Malone went up the steps and rang the doorbell. He heard it sound somewhere far away. There was no reply. After a few moments he rang it again. Still no answer.

He looked at his watch. Twelve thirty, the time they had agreed.

His temper was like an itch. Damn fool. Where was he?

He thumped the heavy door hard with his fist. ‘Christopher!’ he called, then bent down and pushed open the letter-box. He shouted into it. ‘Christopher!’

There was no response.

He came back down the steps, giving BB an exasperated look as he passed, and went round the side of the house towards the kitchen.

He tried the door. It was unlocked so he walked in.

The television was on, mounted in a little alcove above the breakfast table. There was a grunt and the thump of a tennis ball being hit very hard. He saw the intense face of Pete Sampras.

He looked around. The kitchen was big and airy and very tidy. The work surfaces were bare and spotless and above them gleaming saucepans hung neatly from their hooks in perfect order of size.

A small coffee pot stood on the table. Beside it there was a single cup. He touched the pot and felt a faint warmth lingering in it.

‘Christopher?’ he called again.

‘Game and first set to Sampras,’ a voice from the television said. He found the remote control and turned it off.

He went through the ground floor rooms. The dining room was cold and felt little used. There was a big sitting room that looked equally untouched, everything in place like a stage set, then a smaller living room with a television that was much too large for it and newspapers strewn on the floor.

He went upstairs. Christopher’s room was the one that had been slept in. The bed was unmade. There were clothes on a chair and on the floor, a John Grisham novel open face down on the bedside table.

‘Christopher?’ He stepped onto the landing and listened. There was nothing. He tried the bathroom: nothing. Then he hurried downstairs again, opened the front door and went outside to BB in the car. She lowered her window.

‘He’s bloody well not here,’ he said. ‘What the hell’s he playing at?’

She got out. ‘Is there no sign of him at all?’

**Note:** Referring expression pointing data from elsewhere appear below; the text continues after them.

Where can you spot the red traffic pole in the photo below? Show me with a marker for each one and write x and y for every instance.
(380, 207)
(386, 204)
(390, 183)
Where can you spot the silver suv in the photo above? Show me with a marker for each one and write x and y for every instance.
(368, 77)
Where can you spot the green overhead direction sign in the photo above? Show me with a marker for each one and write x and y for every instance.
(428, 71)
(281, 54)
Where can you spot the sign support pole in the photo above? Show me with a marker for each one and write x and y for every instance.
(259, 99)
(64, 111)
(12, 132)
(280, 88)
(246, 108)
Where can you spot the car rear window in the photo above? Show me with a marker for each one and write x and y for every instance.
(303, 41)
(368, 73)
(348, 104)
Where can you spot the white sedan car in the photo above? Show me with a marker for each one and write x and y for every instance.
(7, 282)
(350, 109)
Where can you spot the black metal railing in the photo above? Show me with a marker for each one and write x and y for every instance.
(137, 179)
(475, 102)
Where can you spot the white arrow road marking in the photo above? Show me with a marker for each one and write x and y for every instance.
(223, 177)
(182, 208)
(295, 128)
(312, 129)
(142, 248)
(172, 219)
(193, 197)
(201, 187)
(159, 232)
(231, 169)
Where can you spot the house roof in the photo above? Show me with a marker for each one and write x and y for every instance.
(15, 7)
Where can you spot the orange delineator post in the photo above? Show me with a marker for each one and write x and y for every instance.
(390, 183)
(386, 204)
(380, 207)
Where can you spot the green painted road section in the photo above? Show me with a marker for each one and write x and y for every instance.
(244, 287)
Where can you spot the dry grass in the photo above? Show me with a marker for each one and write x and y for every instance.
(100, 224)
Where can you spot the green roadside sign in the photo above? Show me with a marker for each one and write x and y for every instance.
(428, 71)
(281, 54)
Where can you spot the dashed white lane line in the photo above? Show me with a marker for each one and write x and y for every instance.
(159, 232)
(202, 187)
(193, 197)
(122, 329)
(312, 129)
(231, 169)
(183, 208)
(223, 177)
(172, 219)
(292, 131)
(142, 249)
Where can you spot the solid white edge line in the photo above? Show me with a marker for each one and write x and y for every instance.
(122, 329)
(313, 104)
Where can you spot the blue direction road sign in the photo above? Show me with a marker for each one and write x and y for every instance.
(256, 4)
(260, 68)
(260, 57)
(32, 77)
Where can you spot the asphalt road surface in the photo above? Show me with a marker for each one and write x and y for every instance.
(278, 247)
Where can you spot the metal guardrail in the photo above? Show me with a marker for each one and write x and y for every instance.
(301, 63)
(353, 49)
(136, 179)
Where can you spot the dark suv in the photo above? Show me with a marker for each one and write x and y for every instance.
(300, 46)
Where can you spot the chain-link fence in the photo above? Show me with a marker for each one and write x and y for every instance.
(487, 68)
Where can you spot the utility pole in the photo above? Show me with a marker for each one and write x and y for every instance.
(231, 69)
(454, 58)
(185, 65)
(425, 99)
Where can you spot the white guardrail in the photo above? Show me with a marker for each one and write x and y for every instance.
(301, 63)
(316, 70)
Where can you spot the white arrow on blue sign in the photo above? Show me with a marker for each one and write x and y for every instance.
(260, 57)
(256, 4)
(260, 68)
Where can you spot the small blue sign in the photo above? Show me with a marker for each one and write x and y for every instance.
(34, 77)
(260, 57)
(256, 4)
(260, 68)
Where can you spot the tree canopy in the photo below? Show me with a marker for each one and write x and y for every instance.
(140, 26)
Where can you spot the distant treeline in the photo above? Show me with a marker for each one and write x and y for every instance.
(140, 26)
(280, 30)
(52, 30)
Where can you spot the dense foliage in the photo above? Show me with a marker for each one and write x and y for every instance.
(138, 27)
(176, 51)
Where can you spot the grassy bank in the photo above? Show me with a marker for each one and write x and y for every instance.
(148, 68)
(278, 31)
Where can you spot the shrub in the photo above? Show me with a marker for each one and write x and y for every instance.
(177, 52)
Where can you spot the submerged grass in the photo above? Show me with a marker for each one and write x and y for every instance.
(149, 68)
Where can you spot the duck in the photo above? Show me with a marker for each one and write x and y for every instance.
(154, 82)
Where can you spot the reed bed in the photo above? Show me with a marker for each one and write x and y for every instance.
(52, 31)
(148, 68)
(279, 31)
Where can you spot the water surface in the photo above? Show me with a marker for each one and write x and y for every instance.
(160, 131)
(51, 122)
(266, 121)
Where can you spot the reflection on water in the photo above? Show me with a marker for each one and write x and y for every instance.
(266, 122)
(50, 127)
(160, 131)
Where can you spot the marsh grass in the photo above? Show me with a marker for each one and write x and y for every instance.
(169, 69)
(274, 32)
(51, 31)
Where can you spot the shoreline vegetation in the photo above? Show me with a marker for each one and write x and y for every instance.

‘The kitchen door wasn’t locked. He’s left the TV on.’

‘Then he must be somewhere. Is his car here?’

They went round to the garage. Malone twisted the handle and the door opened upwards. A grey Daimler was parked with its rear to them.

‘Well, wherever he’s gone, he’s not using this. He hasn’t another car, has he?’

‘Brian,’ BB said softly.

He turned towards her. She was standing absolutely still, looking down the long slope of the back garden towards a cluster of trees at the bottom. For a second he thought she must have spotted an animal, a fox or a squirrel or something, and did not want to disturb it.

But then he saw what she was staring at.

There was a chestnut tree, branches outstretched welcoming.

A dark shape was hanging from one of them. He began to run towards it.